Loving Your Fiend
Last weekend I had the pleasure of seeing Steeleye Span live in Chicago. I don’t go to many live musical events but this I couldn’t pass up. A trip into my past with my dear friend, Jean (heartfelt thanks), with whom I worked at the Ren Faire singing Steeleye Span songs circa 1980. Steeleye Span did not disappoint.
Their music was phenomenal, still, and Maddy Prior’s voice was richer with her maturity. If you are not familiar with Steeleye Span, they play old English and Irish folk songs done in a modern way. Some of the songs are cheerful but many are dark and deep. Like the old fairy tales. The venue was packed with passionate fans.
In a song intro, one of those dark ones, Maddy Prior referenced Jung. Wow! Who does that? But I think this is a major part of why I was so drawn to them as a teen, and why they are so powerful today. The songs and stories are intensely evocative, rich, sometimes dark and transformational. Magical… I’ve always been drawn to the magical side, dark and light. Even as a teen, those dreamy, powerful days, between childhood and adulthood, I was a somewhat odd child and young woman (you can see it, I think, in the photo above.) Before life’s bumps sadly taught me to shut-off some of those magical avenues.
Later they played King Henry. Listen to the song with lyrics here. (I like this version because the lyrics are posted.) A song about a fiendish beast-witch from hell who appears in King Henry’s hall with ghastly demands. King Henry chivalrously obliges each horrific, bloody request, even taking her to his bed and finally marrying her. In the morning she is revealed as a beautiful lady. His chivalry, love, and willingness transforms her. Despite its dark side, the song IS humerous!
I am drawn to this song for its expressiveness and musicality (ripping, rough, fiendish guitar with Maddy’s haunting back-ups.) but also for its magical transformational theme. It’s about accepting and even loving our own deepest fiendish self. The fiend representing the beastly part of Henry is separated out, when he welcomes her in there is wholeness, unity (marriage) and beauty.

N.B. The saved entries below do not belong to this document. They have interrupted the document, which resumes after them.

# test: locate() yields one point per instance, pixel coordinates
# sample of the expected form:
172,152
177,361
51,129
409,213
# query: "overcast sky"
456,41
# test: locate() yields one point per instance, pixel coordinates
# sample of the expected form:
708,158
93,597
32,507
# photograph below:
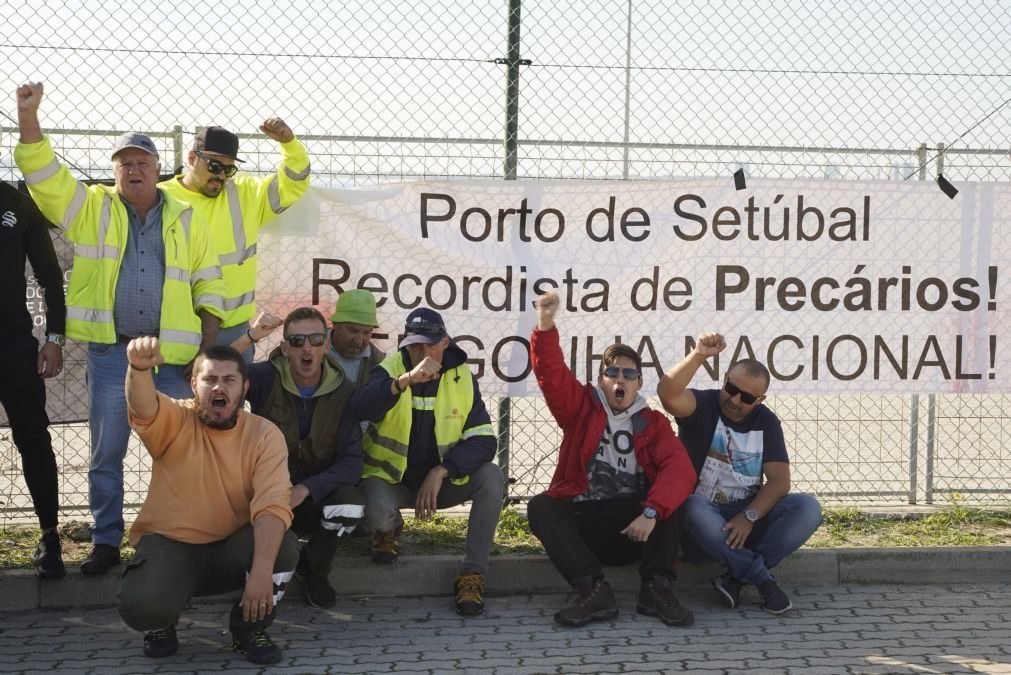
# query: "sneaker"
469,589
49,557
101,558
773,600
729,589
656,599
384,551
160,644
588,602
318,592
258,648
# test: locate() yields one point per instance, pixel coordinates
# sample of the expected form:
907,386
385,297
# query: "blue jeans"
779,533
110,434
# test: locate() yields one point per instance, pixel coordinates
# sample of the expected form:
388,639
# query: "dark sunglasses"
425,328
215,167
297,339
732,391
629,373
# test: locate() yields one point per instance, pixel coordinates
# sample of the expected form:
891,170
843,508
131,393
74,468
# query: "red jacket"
580,414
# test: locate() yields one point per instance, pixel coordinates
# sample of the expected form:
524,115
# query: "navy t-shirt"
729,455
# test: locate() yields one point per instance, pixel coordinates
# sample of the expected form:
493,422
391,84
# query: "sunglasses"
732,391
425,328
629,373
216,168
297,339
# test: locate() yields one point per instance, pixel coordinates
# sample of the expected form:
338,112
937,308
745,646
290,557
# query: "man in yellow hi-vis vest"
237,206
430,446
143,266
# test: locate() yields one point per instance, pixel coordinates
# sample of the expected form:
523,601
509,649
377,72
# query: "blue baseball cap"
424,326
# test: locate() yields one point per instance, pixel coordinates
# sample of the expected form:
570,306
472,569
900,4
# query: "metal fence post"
509,172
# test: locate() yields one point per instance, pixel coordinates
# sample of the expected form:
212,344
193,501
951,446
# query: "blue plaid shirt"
138,308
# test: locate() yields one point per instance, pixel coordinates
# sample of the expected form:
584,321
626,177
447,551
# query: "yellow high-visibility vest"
236,215
95,219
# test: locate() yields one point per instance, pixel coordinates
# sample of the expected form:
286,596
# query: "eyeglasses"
215,167
732,391
425,327
629,373
297,339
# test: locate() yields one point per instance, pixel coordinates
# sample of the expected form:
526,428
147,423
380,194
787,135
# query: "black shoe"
729,589
160,644
588,601
469,589
318,592
101,558
258,648
49,557
773,600
656,599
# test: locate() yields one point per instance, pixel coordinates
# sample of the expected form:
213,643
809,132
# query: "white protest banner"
838,287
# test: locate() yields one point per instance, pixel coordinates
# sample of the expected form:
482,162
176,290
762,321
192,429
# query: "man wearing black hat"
143,267
430,446
236,206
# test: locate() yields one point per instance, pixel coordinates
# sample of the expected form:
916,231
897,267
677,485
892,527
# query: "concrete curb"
21,590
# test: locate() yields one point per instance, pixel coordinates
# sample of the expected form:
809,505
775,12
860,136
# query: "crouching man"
217,508
621,476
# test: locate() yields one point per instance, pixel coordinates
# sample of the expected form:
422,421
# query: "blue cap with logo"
424,326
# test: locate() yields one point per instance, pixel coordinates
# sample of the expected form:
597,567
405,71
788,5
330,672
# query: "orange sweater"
206,483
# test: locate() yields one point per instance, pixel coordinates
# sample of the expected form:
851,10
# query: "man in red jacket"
621,476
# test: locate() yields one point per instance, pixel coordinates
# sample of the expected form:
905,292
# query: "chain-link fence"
594,90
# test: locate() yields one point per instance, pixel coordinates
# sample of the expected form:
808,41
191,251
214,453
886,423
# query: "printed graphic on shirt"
613,470
732,470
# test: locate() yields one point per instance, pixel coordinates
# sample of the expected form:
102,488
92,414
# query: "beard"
204,413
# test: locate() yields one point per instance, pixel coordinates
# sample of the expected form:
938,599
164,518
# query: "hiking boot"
49,557
729,589
588,601
318,592
160,644
469,589
773,600
657,599
258,648
101,558
384,551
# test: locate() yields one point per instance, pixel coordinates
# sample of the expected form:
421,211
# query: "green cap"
355,306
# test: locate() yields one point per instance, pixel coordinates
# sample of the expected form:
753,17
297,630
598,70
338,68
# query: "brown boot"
589,601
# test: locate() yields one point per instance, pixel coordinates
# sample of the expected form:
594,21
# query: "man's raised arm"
676,398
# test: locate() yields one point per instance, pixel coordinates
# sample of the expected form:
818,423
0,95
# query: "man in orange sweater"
217,509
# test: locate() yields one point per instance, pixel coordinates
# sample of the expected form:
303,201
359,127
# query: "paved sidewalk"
840,629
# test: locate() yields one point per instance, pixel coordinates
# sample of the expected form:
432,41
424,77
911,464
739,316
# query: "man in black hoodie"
302,390
430,446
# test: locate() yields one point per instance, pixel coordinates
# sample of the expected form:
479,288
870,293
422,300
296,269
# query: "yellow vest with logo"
385,442
95,219
236,216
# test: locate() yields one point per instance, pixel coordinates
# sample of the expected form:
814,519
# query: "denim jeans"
780,532
110,434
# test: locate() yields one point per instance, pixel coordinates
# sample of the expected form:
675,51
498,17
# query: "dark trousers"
167,574
325,522
579,537
22,394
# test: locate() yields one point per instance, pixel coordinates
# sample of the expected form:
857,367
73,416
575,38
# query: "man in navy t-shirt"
735,442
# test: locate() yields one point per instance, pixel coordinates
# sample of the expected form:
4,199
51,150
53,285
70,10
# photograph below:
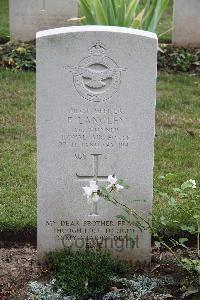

In part the power of faerie and folktales, and these songs, is that you don’t even need to intellectually understand the transformational symbolism. The stories just resonate and do their magic.
By the way, if you love this sort of thing you will love Myth and Moor. The website of Terri Windling. She writes of folk and faerie tales and life. On Mondays she features music.
And what else? Jean and I got to DANCE WITH MADDY PRIOR!